Publications de Presse Burundaise, Rohero I Avenue de la JRR N°17 Immeuble le SAVONNIER, Téléphone standard : (257) 22 22 62 32, Fax :(257) 22 22 58 94, email: pressequotidienne@yahoo.fr

COMMUNICATION> Le journalisme en période électorale

Les médias devraient servir de canaux pour véhiculer des messages rassurants

 « Etre des journalistes de paix »,  c’est cela le mot le plus approprié pour décrire le journaliste en période électorale. Bien qu’ils aient différentes lignes éditoriales et des objectifs différents, les journalistes doivent avant tout être réconciliateurs, ne jamais chercher à attiser le feu,  se défaire  de la communication de confrontation, mais plutôt mettre en avant des initiatives positives comme envisager une victoire pour toutes les parties. Cela découle d’un entretien avec l’abbé Dieudonné Niyibizi, directeur du Centre diocésain de communication. 

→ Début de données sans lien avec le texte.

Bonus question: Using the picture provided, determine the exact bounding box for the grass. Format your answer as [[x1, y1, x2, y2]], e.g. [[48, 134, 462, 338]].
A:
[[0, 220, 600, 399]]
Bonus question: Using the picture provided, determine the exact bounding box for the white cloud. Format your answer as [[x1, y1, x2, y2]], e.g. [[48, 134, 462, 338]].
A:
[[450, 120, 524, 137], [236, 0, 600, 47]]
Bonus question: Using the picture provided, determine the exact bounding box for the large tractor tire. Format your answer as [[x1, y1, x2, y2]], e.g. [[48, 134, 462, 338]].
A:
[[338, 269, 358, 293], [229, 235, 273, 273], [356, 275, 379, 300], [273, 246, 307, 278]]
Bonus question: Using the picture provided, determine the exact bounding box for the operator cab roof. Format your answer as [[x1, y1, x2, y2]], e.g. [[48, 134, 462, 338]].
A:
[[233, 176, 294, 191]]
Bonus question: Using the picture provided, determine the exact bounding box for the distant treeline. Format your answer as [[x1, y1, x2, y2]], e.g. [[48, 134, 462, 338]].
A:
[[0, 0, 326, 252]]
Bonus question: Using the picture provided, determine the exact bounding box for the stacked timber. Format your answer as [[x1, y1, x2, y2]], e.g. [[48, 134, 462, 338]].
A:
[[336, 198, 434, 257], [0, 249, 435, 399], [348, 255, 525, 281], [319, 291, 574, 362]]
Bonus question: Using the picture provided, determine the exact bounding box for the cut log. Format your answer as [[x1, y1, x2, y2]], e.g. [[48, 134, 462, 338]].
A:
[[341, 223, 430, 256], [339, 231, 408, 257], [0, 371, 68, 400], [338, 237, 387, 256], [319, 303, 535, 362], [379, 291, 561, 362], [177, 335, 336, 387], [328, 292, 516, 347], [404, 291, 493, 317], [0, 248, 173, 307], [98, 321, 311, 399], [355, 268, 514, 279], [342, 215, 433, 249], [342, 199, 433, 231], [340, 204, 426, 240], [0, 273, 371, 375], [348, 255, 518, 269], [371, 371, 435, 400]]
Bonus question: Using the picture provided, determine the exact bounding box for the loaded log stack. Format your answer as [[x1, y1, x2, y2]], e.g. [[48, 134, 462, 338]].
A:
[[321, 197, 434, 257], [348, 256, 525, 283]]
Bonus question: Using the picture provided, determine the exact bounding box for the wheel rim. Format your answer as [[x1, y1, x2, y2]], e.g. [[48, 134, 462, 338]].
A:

000a0eeaTout comme  les politiciens, les maisons de presse se préparent aussi pour une bonne couverture médiatique de la période électorale. C’est le moment propice pour ces politiciens élus par le peuple, de rendre compte au peuple de leurs réalisations lors de la campagne précédente. Le choix revient ainsi au peuple de décider s’il veut réélire les mêmes politiciens ou en élire de nouveaux. Les journalistes dans tout cela ont un grand rôle à jouer, d’autant plus qu’ils doivent jouer les messagers en cette période combien houleuse. Le journaliste est donc appelé à jouer l’intermédiaire entre le peuple et le politicien. Dans son traitement de l’information, il doit veiller à ne pas tromper le public, ne jamais ajouter d’éléments étrangers aux faits, s’appuyer sur son travail d’enquête, éviter l’exagération, etc. 
Etre objectif, difficile.

Etre un journaliste de paix, oui.

Bien que l’objectivité soit un mythe dans le domaine du journalisme, être un artisan de paix s’impose. A cela, l’abbé Niyibizi souligne que dans ce cas, le journaliste doit être armé d’une grande force morale. Tout n’est pas nouvelle, c’est le journaliste qui rend un événement une nouvelle. Le journaliste burundais doit être conscient des blessures non encore cicatrisées qui marquent encore les cœurs des Burundais. Sa communication doit donc participer  à les guérir. A cela s’ajoutera la conscience patriotique et professionnelle. Il peut décider d’attiser le  feu ou de jouer le plombier. Le journaliste veillera donc à appliquer certains principes qui l’aideront à mieux couvrir les élections tout en restant dans le professionnalisme. Il est donc sage qu’il dépasse les effets visibles et pense aux invisibles en donnant le micro à toutes les parties avec empathie et compréhension, appeler le mal, mal, mettre en avant les initiatives positives, envisager la victoire de toutes les parties, etc. 

Qu’en est-il de l’appartenance politique du journaliste ?

Exercer le professionnalisme, oui mais la question de la ligne éditoriale ensemble avec l’appartenance politique du journaliste semblent être un blocage au professionnalisme. Le journaliste, tout comme tout autre citoyen, doit exercer son droit de vote. Tout comme les autres citoyens, il a le droit de pencher de tel ou tel autre côté. Ce qui l’appelle à soutenir tel parti politique dépendamment de ses aspirations et de ses objectifs. Sur ce, l’abbé Dieudonné recommande que, tout au moins, le journaliste soit sincère, honnête et franc. Certes, il est difficile de raconter les faits tels qu’ils se sont déroulés. Parfois, la ligne éditoriale devient aussi une ligne à ne pas dépasser. Or le journaliste doit être libre, ce qui veut dire être compétent professionnellement, éthiquement bien intentionné, soucieux d’être un artisan de paix et non de confrontation. Notre interlocuteur a tenu à rappeler que le professionnalisme sera renforcé par le fait que  le journaliste est indépendant sur certains points saillants.   Ainsi, il  doit être indépendant de ceux dont on parle, indépendant par rapport à son statut social et économique, indépendant par rapport à son ethnie et à sa tendance politique, indépendant par rapport aux éventuelles pressions rédactionnelles ou des partenaires, etc. Il n’est pas interdit au journaliste de voter, tout comme il a le droit de changer de carrière s’il le désire. Mais sa vie professionnelle doit être armée d’une éthique et d’une déontologie professionnelle stable, d’un esprit réconciliateur et pacifique et d’un esprit de compétence caractérisé par la recherche de la vérité partout où il est. Il doit avant tout comprendre qu’il est un artisan de paix, un messager pacifique et la voix des sans voix.